6. De voorzieningenrechter heeft weliswaar begrip voor verzoekers wens om zijn woning volledig in te richten, maar niet is gebleken dat sprake is van een acute financiële noodsituatie. Op de zitting is duidelijk geworden dat verweerder op korte termijn - uiterlijk binnen een week - het bedrag van € 2.500,- aan verzoeker zal betalen. Ook heeft verweerder toegelicht dat dit het maximale bedrag is dat verweerder conform het buitenwettelijk beleid bijzonder bijstand kan toekennen. Uit het dossier en hetgeen ter zitting is besproken blijkt dat verzoeker een Wajonguitkering heeft en huursubsidie en zorgtoeslag ontvangt.

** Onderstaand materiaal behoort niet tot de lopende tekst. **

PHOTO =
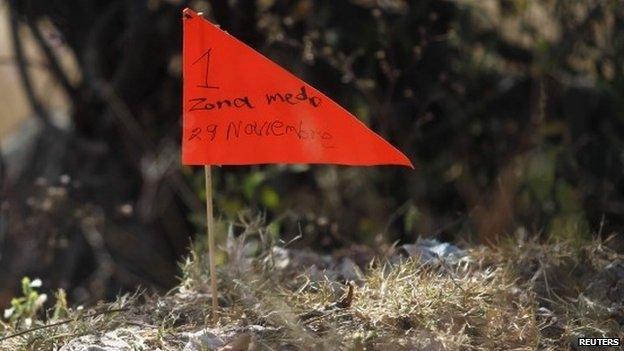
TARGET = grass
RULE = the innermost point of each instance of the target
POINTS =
(516, 296)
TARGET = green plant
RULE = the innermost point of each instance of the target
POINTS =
(23, 309)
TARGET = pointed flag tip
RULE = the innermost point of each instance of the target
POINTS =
(240, 108)
(187, 13)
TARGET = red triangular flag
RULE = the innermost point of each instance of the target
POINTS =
(241, 108)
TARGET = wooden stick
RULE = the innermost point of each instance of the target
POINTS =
(211, 242)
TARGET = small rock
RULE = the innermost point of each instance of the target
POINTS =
(205, 339)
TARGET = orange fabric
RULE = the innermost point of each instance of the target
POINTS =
(241, 108)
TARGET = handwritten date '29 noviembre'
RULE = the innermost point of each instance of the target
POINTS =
(275, 127)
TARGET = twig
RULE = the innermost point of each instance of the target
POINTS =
(95, 314)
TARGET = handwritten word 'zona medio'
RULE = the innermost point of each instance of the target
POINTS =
(275, 128)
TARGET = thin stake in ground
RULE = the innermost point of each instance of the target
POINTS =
(211, 242)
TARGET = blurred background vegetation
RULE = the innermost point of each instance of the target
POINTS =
(512, 111)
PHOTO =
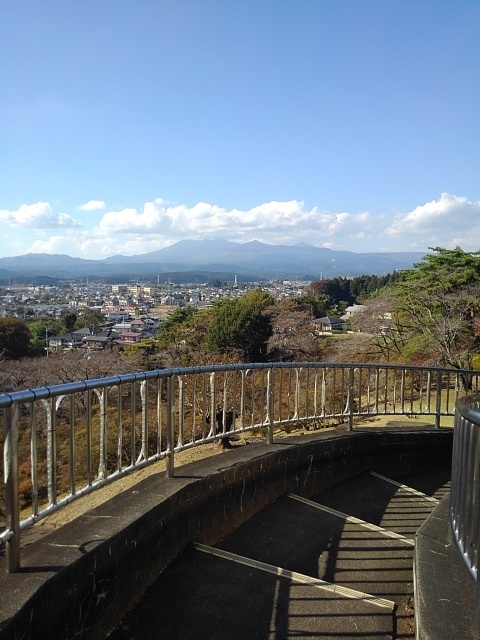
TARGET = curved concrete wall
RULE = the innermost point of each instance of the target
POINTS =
(79, 580)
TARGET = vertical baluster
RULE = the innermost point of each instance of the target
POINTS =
(270, 400)
(181, 410)
(34, 457)
(133, 423)
(170, 427)
(73, 455)
(89, 438)
(119, 427)
(12, 501)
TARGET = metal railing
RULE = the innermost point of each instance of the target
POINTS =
(64, 441)
(465, 489)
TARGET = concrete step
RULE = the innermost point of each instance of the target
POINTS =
(324, 568)
(381, 501)
(202, 596)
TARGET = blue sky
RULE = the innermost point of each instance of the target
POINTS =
(129, 125)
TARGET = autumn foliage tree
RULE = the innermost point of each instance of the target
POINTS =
(14, 338)
(440, 303)
(242, 325)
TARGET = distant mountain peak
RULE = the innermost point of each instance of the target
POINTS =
(256, 259)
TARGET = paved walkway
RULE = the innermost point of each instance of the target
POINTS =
(299, 571)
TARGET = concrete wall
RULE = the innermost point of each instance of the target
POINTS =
(79, 580)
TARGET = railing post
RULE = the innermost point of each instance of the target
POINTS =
(438, 406)
(270, 407)
(10, 453)
(350, 398)
(170, 428)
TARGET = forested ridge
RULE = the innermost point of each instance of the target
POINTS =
(429, 314)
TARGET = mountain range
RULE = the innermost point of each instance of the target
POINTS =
(252, 260)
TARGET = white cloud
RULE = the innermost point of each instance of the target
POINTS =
(273, 222)
(92, 205)
(37, 216)
(449, 221)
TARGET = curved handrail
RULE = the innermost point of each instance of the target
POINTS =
(131, 420)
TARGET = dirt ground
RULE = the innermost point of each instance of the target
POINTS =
(81, 505)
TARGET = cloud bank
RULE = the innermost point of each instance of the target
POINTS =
(37, 216)
(448, 221)
(92, 205)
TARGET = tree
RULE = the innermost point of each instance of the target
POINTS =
(242, 325)
(69, 320)
(440, 302)
(14, 338)
(92, 318)
(293, 336)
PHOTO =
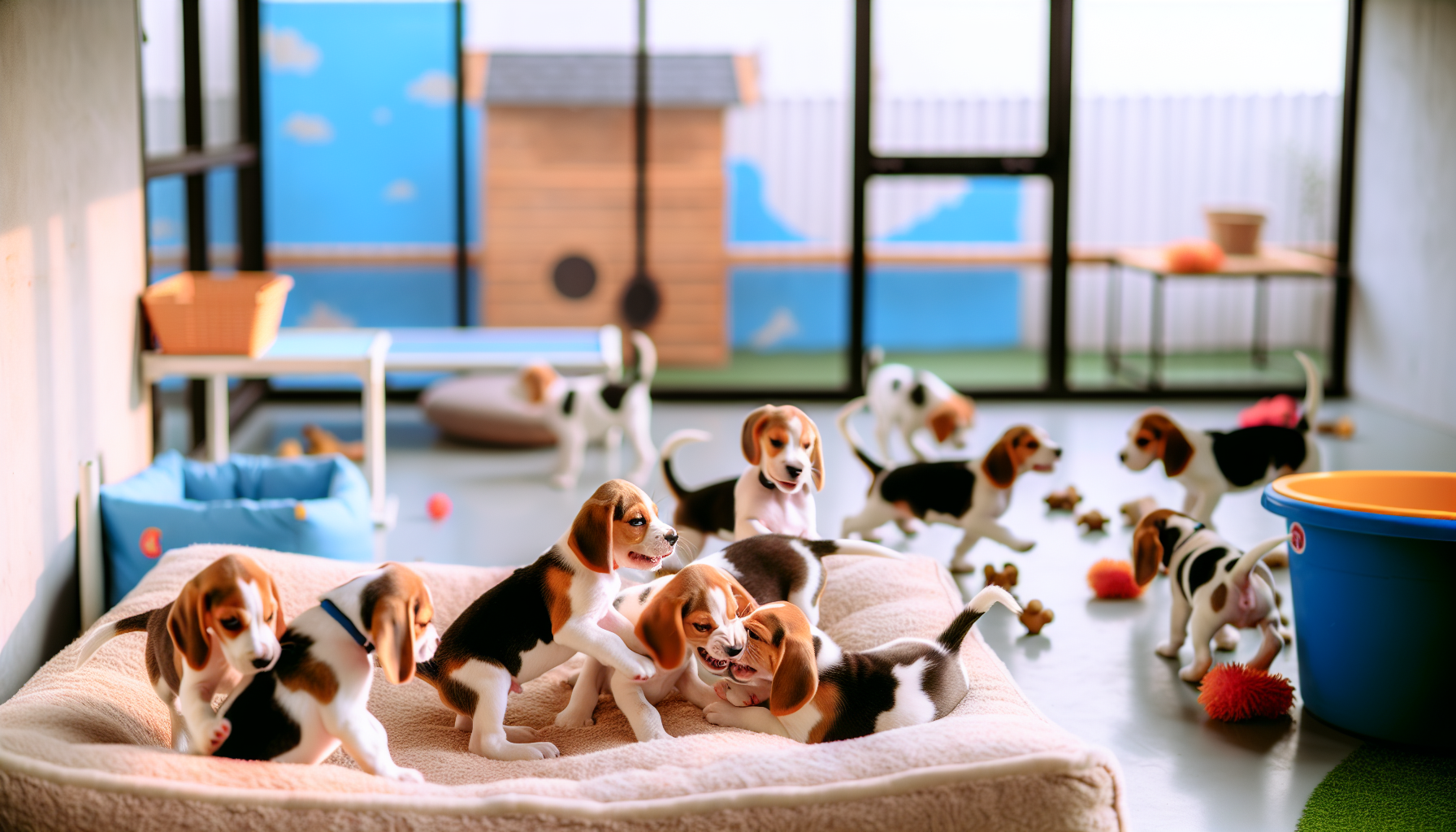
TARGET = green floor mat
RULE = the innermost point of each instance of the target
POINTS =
(1382, 787)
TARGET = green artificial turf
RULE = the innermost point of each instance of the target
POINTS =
(1384, 787)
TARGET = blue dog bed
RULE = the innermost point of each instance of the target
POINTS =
(314, 506)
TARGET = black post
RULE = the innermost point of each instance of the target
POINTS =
(251, 255)
(462, 266)
(1344, 275)
(864, 54)
(193, 134)
(1059, 152)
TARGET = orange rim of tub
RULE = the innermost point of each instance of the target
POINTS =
(1428, 494)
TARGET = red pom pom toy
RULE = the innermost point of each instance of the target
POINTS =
(1233, 692)
(439, 506)
(1112, 578)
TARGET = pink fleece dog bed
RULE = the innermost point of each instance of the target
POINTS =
(86, 748)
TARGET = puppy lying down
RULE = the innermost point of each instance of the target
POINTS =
(840, 696)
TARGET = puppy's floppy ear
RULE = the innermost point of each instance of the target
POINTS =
(795, 679)
(752, 427)
(592, 532)
(1147, 545)
(187, 624)
(660, 627)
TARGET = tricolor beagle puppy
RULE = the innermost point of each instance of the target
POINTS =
(545, 613)
(223, 627)
(1209, 464)
(698, 611)
(318, 694)
(908, 401)
(587, 409)
(1213, 585)
(785, 453)
(847, 696)
(972, 494)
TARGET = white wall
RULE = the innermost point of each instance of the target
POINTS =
(1404, 317)
(72, 264)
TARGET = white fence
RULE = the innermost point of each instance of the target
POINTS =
(1143, 169)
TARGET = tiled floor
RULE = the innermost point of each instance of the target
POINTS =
(1092, 670)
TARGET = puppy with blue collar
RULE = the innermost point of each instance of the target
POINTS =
(316, 697)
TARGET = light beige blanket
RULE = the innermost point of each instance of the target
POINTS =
(88, 748)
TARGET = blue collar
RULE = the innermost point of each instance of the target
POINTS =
(349, 626)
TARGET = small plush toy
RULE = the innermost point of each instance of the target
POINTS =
(1064, 500)
(1036, 617)
(1193, 257)
(1005, 578)
(1134, 510)
(1233, 692)
(1343, 427)
(1112, 578)
(1279, 411)
(439, 506)
(1094, 521)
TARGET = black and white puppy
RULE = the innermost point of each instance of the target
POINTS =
(1213, 585)
(1211, 464)
(972, 494)
(854, 694)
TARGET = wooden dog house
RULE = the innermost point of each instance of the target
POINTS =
(560, 194)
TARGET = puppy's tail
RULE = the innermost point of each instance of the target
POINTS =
(849, 547)
(647, 356)
(1314, 391)
(108, 631)
(956, 633)
(676, 440)
(1246, 564)
(851, 409)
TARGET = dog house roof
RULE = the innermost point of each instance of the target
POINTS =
(609, 80)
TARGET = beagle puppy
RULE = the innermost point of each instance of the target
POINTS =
(913, 402)
(1211, 464)
(785, 455)
(587, 409)
(698, 611)
(972, 494)
(316, 696)
(1215, 586)
(222, 628)
(545, 613)
(847, 696)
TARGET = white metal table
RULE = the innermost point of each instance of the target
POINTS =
(296, 352)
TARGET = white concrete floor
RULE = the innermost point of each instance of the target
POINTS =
(1092, 670)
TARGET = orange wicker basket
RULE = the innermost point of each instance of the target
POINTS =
(204, 314)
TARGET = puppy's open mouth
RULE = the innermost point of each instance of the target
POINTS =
(643, 561)
(715, 665)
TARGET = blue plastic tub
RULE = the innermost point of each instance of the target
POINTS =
(1373, 571)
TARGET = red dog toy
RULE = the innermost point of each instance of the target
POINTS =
(1235, 692)
(1112, 578)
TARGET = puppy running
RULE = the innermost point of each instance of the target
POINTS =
(318, 694)
(1213, 585)
(222, 628)
(700, 611)
(785, 453)
(904, 682)
(972, 494)
(545, 613)
(913, 402)
(586, 409)
(1209, 464)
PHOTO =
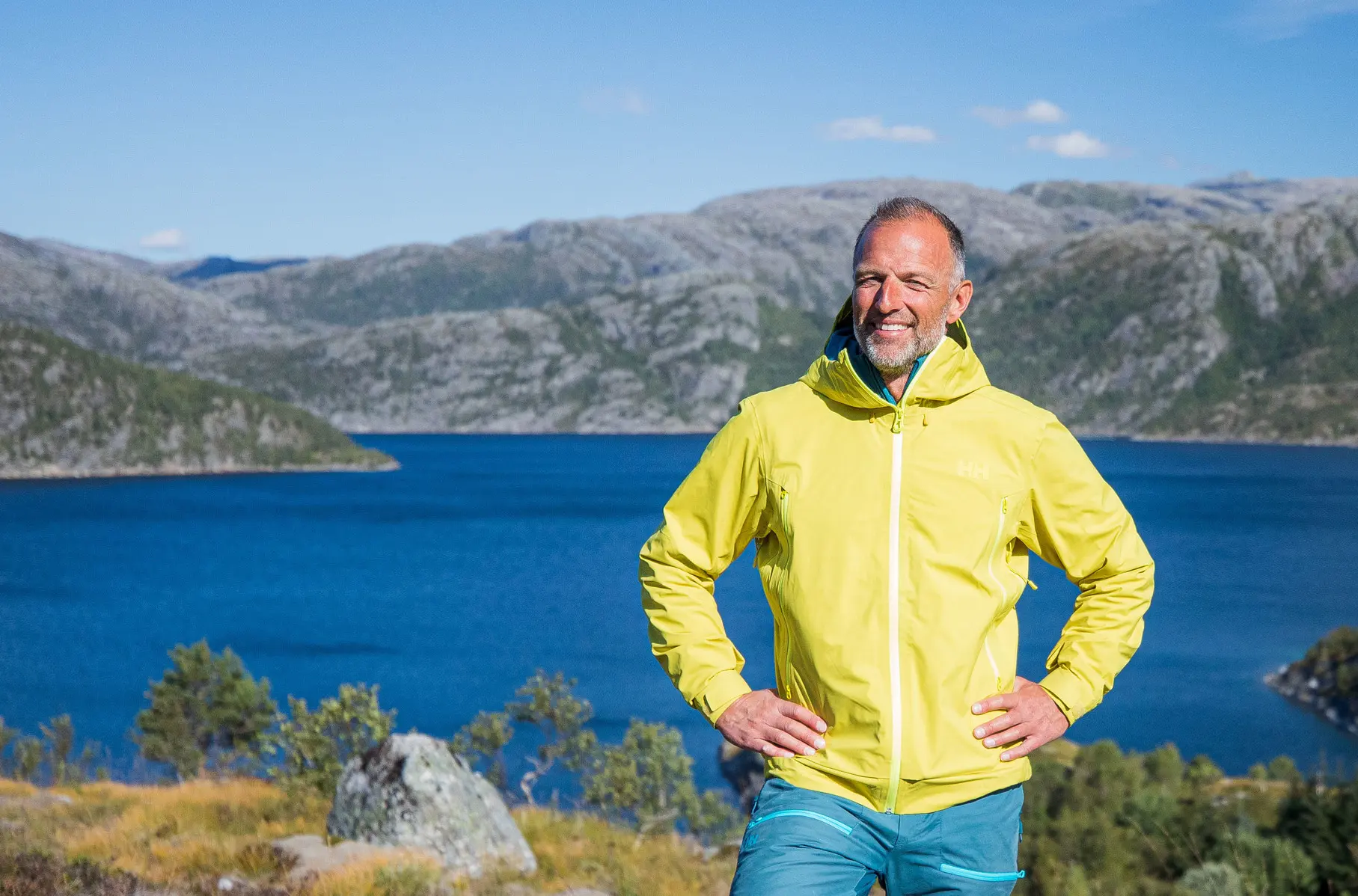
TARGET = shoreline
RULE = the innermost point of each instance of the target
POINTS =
(1083, 436)
(178, 473)
(1303, 696)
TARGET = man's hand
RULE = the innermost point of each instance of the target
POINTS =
(1033, 719)
(768, 724)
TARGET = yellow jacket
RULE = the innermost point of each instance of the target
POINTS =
(893, 543)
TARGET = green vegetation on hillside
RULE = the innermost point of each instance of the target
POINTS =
(1326, 679)
(66, 411)
(1096, 819)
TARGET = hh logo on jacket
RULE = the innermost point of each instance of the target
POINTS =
(973, 470)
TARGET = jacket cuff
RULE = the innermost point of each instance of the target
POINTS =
(721, 691)
(1071, 694)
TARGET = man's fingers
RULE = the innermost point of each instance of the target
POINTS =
(801, 714)
(993, 702)
(1000, 724)
(1019, 751)
(786, 741)
(799, 731)
(1009, 734)
(773, 749)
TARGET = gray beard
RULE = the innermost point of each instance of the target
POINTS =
(899, 361)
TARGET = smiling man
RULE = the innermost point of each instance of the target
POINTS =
(894, 496)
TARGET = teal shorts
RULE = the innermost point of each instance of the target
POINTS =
(807, 842)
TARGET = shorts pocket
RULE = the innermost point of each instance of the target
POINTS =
(979, 876)
(803, 814)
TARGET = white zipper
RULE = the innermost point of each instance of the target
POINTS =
(894, 611)
(894, 591)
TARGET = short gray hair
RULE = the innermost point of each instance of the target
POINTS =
(908, 208)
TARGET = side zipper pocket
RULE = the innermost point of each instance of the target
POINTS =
(981, 876)
(803, 814)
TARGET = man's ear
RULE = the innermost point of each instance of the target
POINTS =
(959, 301)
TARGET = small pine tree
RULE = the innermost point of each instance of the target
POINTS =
(484, 740)
(207, 711)
(7, 734)
(550, 704)
(28, 758)
(58, 737)
(315, 746)
(648, 777)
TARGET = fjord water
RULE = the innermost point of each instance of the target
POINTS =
(486, 557)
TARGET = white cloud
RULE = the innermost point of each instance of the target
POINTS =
(1274, 19)
(1077, 144)
(871, 128)
(1042, 111)
(168, 239)
(628, 101)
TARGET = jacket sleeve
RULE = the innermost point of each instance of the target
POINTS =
(708, 521)
(1083, 529)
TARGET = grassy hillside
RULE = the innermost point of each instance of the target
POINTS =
(66, 411)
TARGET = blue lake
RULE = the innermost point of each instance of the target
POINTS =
(486, 557)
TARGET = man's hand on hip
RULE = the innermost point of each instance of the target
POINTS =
(1033, 719)
(768, 724)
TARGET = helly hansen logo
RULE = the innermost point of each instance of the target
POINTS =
(973, 470)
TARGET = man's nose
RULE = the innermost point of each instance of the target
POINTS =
(891, 296)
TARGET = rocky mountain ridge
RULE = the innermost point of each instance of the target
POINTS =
(661, 322)
(70, 411)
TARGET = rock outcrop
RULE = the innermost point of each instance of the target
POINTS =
(412, 792)
(1326, 681)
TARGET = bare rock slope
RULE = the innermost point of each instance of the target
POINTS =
(1211, 311)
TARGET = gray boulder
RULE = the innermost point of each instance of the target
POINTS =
(411, 791)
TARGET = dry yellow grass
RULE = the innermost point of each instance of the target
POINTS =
(181, 834)
(581, 850)
(189, 835)
(388, 874)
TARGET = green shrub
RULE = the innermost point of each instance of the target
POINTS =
(648, 778)
(1211, 879)
(483, 743)
(205, 712)
(550, 704)
(313, 747)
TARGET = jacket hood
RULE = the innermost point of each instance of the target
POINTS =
(951, 371)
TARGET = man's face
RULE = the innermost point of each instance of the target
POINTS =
(903, 296)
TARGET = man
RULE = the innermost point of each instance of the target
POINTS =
(894, 496)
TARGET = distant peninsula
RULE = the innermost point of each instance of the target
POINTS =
(70, 411)
(1324, 681)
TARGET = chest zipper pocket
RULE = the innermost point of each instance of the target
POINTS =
(778, 580)
(1006, 601)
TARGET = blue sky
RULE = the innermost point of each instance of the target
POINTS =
(308, 128)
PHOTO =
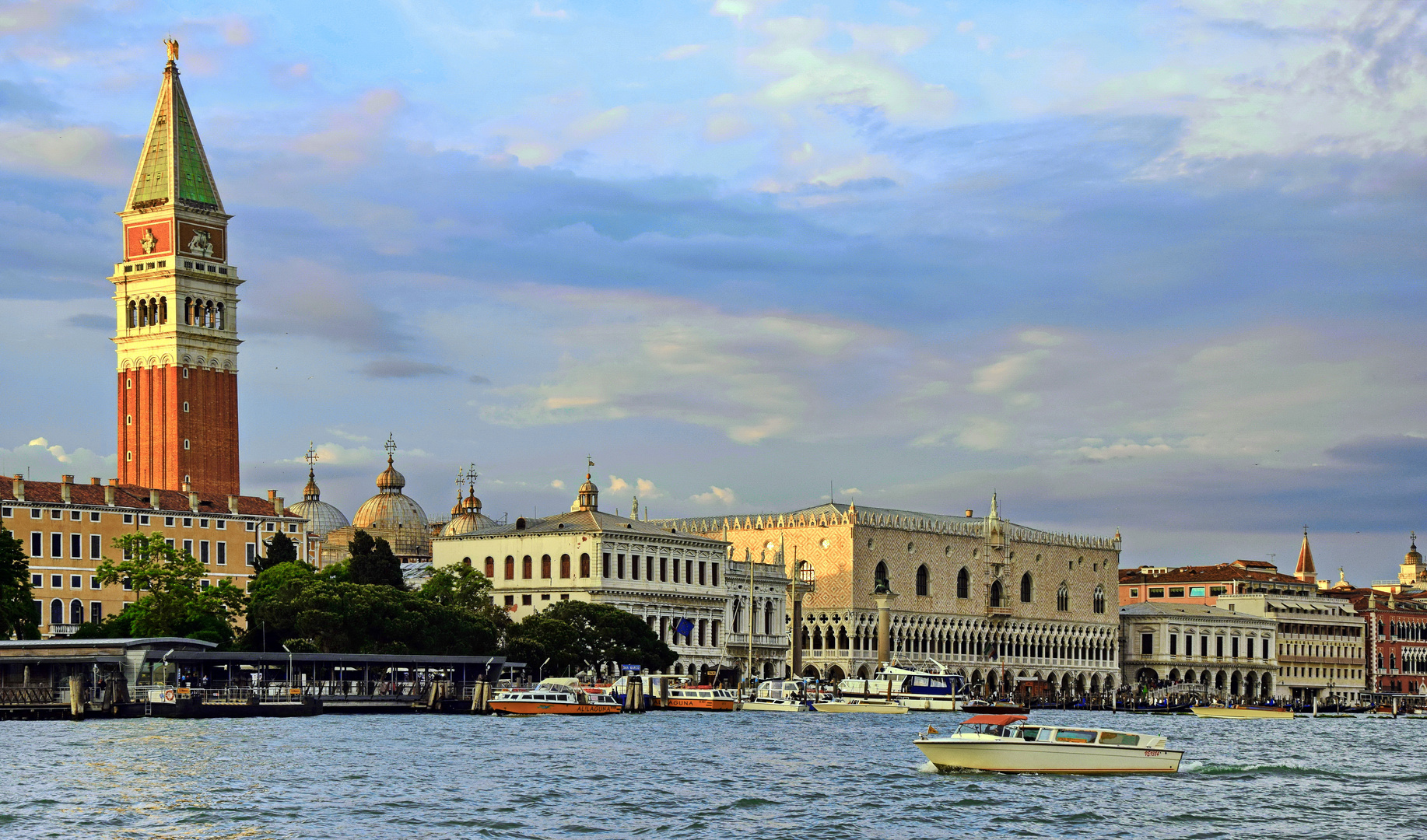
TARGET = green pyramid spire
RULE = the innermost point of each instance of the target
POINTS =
(173, 169)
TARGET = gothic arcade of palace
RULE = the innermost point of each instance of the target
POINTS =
(980, 595)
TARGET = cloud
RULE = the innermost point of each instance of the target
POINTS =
(309, 299)
(391, 368)
(551, 13)
(684, 51)
(46, 461)
(724, 497)
(87, 321)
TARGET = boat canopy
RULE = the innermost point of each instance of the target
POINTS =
(992, 719)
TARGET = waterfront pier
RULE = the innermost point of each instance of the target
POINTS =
(188, 677)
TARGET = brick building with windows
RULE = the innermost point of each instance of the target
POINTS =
(68, 530)
(177, 414)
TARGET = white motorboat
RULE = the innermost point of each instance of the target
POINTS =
(778, 696)
(1243, 712)
(862, 706)
(927, 691)
(1006, 744)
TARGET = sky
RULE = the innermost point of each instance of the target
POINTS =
(1152, 267)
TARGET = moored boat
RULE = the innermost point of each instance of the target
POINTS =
(551, 698)
(778, 696)
(1006, 744)
(1243, 712)
(862, 706)
(928, 691)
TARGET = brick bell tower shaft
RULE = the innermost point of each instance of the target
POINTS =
(176, 303)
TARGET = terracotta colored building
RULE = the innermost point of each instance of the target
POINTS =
(68, 528)
(1396, 634)
(982, 595)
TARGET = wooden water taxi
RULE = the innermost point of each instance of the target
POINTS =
(1243, 712)
(551, 698)
(1006, 744)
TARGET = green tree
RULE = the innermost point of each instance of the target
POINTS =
(458, 586)
(576, 634)
(16, 598)
(280, 551)
(373, 562)
(174, 602)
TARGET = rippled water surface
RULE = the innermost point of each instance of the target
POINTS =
(689, 775)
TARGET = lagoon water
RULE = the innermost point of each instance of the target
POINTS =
(689, 775)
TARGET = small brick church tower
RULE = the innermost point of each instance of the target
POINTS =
(176, 299)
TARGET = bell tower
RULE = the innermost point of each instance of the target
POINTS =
(176, 303)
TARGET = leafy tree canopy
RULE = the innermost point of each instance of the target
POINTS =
(16, 598)
(373, 562)
(280, 551)
(577, 635)
(174, 602)
(324, 611)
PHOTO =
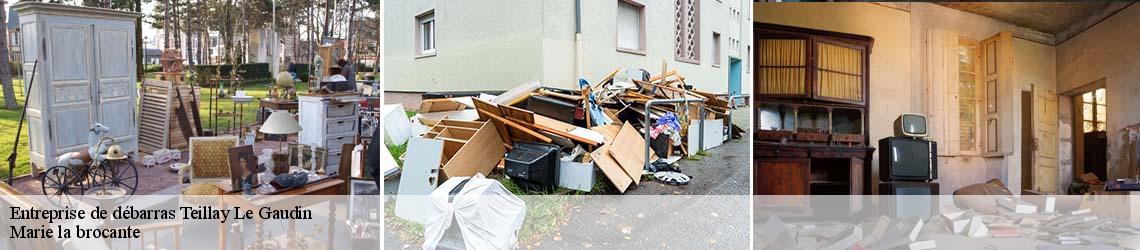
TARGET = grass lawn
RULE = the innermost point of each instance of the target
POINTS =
(250, 115)
(10, 118)
(8, 121)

Op grond van het vorenstaande oordeelt de voorzieningenrechter dat verzoeker niet aannemelijk heeft gemaakt dat hij de beslissing op zijn bezwaar niet kan afwachten. Het verzoek om een voorlopige voorziening wordt dan ook afgewezen, wegens het ontbreken van een voldoende spoedeisend belang.
7. Voor een proceskostenveroordeling bestaat geen aanleiding.

Beslissing

De voorzieningenrechter wijst het verzoek om een voorlopige voorziening af.
Deze uitspraak is gedaan door mr. S.G.M. van Veen, voorzieningenrechter, in aanwezigheid van mr.L.L. Hol, griffier. De uitspraak is uitgesproken in het openbaar op 28 januari 2022.
griffier
voorzieningenrechter
Een afschrift van deze uitspraak is verzonden aan partijen op:

Tegen deze uitspraak staat geen hoger beroep of verzet open.